Our only fix when this happens is to reset openflow+nodered as a whole.

Does this ring any bell about what may be causing it? Any ideas of what I can use for extra information for troubleshooting? The environment was healthy for about 7 to 8 hours until this subflow started throwing errors.

(and I know this must be something very corner-y case, as our other 3 environments are running perfectly fine, running the same backend/cloud architecture and are on the same version 1.3.55).

Hi Alan,

+troubleshooting information:

  • The issue of jwt seems to be related to mongodb being throttled/slow.
    As we vertically scaled mongodb by a factor of x4 + some (our end) housekeeping, the issue seems to be gone.

With the environment cleaner, mongodb seems more responsive and since then we faced up to 3-4 days since our last jwt expiring error, that brings our best shot to the issue maybe being related to a token refresh() that isn’t happening properly in v1.3.55.

Additionally, not completely offtopic as it is related to mongodb collection good maintenance, could you provide more information about these two collections?

  • workflow_instances (+_hist)
  • openrpa_instances (+_hist)

Q: What is the criteria / when a document is moved from ‘workflow_instances / openrpa_instances’ to its _hist counterpart?
Reason: There are a LOT of documents (+0.5M) in our “openrpa_instances” collection, and most (99%+) currently have “isCompleted: True”

Sorry, forgot about this thread.
Glad you found a solution (?) …

workflow_instances_hist and openrpa_instances_hist should not exists, they should be in your skip_history_collections if your setting it your self ( default is audit,oauthtokens,openrpa_instances,workflow_instances,workitems,dbsize,mailhist )

workflow_instances contains each openrpa workflow that has been run, while the workflow is running it also contains the state ( bookmarks, placement, variables etc. ) workflow_instances contains all workflow instances started with “workflow_in” node … until cleared with workflow out completed and clear state, all objects in msg will be saved in the instance.

Hi!

I can see all these information (variables, state, etc) and seems so far so good, just worried about the amount of documents (over 500k) that piled up over the months…

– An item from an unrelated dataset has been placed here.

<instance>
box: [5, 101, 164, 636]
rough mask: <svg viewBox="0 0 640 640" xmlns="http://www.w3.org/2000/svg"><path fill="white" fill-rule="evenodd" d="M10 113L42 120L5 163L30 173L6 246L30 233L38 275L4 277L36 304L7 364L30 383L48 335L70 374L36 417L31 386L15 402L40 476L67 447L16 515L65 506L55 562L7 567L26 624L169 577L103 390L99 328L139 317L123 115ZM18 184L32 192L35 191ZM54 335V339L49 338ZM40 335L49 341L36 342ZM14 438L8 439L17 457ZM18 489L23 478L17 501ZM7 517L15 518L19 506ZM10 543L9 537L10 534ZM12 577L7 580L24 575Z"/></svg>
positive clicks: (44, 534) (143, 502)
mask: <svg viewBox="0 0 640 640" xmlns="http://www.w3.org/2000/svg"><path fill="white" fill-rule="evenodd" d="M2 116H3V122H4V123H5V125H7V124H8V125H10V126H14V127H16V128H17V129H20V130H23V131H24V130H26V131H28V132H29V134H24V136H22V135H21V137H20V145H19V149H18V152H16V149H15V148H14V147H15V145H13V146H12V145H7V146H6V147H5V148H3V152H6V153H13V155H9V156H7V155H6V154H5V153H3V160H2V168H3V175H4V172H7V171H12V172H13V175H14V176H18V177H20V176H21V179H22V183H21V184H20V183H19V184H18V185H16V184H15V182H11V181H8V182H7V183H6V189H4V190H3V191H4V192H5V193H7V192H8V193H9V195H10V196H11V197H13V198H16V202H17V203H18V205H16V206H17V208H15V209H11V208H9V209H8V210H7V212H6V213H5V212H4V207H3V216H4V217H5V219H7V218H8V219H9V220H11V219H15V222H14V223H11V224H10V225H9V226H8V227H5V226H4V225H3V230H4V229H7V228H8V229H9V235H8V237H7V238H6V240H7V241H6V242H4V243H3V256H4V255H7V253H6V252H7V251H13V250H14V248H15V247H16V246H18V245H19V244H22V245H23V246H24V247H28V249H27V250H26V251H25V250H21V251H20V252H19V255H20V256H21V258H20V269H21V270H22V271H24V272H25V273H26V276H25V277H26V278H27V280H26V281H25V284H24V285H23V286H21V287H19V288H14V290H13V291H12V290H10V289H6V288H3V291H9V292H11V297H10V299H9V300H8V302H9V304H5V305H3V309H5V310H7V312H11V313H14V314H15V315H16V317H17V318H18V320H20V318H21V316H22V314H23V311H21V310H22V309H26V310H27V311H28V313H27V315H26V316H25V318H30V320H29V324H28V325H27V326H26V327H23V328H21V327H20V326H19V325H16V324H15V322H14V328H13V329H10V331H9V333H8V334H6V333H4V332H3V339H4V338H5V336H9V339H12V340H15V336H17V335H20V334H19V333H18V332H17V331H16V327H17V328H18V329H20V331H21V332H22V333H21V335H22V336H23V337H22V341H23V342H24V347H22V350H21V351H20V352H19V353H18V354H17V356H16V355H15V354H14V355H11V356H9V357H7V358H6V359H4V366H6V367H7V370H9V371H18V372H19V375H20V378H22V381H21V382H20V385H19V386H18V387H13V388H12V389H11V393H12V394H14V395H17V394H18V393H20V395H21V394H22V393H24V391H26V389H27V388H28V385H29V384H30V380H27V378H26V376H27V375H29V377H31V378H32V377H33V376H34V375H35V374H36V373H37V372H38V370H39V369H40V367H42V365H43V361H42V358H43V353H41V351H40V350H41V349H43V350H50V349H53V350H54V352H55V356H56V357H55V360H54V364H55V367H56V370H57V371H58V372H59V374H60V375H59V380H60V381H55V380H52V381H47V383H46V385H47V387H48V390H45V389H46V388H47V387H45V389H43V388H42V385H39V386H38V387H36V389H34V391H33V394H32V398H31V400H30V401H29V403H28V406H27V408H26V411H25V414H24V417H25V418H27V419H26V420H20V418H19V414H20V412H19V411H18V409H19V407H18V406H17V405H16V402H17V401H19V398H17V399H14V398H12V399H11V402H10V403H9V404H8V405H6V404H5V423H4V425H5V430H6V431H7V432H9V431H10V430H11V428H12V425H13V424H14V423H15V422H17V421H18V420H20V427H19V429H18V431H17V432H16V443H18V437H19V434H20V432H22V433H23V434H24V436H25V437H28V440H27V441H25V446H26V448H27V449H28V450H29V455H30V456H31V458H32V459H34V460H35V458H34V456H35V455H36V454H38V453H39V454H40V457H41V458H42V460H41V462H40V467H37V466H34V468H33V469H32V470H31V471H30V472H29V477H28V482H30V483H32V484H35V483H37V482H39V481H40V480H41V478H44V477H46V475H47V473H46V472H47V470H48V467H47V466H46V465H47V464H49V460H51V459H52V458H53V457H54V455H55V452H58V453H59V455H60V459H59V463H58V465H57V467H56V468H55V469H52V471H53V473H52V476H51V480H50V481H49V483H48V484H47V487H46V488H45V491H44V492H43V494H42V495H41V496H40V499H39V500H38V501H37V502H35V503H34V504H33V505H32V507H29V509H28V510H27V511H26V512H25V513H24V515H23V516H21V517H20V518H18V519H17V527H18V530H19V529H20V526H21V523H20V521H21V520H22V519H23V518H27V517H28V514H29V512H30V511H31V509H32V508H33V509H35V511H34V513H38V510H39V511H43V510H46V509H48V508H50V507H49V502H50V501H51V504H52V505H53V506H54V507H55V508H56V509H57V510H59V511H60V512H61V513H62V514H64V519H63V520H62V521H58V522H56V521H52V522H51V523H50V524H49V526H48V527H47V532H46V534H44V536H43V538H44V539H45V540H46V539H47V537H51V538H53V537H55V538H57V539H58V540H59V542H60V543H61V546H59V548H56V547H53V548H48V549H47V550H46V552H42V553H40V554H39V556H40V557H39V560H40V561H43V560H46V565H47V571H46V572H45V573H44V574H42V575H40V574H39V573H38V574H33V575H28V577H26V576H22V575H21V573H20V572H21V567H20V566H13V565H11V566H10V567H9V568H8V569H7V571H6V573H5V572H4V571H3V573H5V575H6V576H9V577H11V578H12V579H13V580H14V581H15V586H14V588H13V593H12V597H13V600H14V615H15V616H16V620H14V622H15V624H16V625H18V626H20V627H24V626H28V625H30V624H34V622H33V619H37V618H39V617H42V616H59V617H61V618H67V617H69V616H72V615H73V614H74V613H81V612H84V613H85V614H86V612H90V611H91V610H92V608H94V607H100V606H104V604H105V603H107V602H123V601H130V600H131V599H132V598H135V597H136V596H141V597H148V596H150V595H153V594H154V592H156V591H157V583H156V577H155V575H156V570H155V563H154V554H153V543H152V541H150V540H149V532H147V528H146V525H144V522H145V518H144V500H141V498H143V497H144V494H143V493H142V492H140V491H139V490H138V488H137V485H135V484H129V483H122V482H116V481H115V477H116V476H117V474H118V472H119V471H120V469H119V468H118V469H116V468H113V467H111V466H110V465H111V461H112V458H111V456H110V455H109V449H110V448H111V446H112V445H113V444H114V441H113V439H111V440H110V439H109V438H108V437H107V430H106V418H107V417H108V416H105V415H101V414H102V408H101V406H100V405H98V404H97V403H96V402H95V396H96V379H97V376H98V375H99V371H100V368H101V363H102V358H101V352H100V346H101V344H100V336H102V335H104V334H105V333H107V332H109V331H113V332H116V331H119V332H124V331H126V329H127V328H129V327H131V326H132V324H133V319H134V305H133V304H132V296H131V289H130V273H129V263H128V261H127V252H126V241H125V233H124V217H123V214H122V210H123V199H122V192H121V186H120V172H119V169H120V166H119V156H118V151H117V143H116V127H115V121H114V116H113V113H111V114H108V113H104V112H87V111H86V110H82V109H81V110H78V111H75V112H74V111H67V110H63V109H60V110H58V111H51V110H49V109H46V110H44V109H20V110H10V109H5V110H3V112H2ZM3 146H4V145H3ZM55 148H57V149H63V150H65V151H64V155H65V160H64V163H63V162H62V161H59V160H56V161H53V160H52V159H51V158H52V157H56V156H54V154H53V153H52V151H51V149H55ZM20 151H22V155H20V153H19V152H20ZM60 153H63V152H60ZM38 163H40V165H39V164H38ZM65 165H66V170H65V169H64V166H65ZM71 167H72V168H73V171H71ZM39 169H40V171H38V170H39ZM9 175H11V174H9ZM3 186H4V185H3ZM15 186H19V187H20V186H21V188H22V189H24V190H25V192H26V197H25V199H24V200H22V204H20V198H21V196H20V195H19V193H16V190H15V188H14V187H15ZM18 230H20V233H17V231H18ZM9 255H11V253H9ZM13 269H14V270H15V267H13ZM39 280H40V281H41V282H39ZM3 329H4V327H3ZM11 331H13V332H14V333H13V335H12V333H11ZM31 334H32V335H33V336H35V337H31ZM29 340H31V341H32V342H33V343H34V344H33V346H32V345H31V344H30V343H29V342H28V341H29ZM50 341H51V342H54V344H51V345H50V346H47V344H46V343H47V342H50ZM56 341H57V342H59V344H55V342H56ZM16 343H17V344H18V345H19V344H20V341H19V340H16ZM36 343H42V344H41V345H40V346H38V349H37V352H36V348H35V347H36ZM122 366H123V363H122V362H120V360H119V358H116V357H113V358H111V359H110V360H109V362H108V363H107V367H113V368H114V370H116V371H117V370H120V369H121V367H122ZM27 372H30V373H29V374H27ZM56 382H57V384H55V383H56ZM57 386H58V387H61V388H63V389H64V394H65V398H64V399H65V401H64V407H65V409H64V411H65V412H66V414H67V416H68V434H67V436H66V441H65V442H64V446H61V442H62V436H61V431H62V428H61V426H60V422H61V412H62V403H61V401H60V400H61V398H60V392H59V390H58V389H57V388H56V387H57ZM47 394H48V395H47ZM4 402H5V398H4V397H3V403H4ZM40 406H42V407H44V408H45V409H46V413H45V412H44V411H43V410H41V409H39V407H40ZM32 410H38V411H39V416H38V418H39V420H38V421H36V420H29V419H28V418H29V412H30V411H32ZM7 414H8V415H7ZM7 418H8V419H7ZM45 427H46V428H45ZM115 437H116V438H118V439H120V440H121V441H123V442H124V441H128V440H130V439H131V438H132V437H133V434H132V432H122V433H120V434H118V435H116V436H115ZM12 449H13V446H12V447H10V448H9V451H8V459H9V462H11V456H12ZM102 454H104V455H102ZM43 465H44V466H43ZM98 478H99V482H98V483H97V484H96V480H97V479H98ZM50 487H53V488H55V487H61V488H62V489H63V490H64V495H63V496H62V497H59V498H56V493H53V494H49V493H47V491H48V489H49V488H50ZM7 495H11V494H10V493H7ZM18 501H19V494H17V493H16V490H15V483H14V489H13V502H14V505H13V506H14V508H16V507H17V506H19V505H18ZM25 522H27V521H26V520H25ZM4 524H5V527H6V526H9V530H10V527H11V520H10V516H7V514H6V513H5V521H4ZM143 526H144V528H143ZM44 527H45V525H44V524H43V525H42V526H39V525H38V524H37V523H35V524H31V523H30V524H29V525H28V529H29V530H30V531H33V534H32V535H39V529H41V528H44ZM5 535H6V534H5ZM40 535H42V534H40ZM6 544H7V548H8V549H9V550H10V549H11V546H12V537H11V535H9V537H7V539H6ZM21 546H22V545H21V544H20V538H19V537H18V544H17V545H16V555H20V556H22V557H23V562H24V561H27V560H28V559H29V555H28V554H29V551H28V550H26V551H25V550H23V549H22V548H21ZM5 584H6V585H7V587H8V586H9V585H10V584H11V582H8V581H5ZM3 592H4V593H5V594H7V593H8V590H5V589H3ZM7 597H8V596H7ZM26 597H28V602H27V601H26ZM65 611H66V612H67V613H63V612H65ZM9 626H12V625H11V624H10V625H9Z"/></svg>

Could you provide more information about the actual trigger that removes/deletes the document from “openrpa_instances”? Asking because I saw a lot of documents with both “isCompleted: True” and “state: failed/completed/etc” and they were still there - what is the criteria for this specific housekeeping?

They are not deleted, they are keept for reporting purposes. If you dont need that, just delete them once in a while.

Allan,

Thanks for the response.
I will let this discussion close as my problem seems to be solved.

Just to summarize it up, I am still unsure if the root-root cause is something specific to 1.3.55 when its due to refresh its token, but the “middle root cause” was definitely Mongodb being slow/throttled and better housekeeping/hardware fixed the issue.

Thanks once again for your help detailing the inner workings of the solution, definitely others will read this and find the information as valuable as it was to me!

Have a nice evening.

1 Like

This topic was automatically closed 3 days after the last reply. New replies are no longer allowed.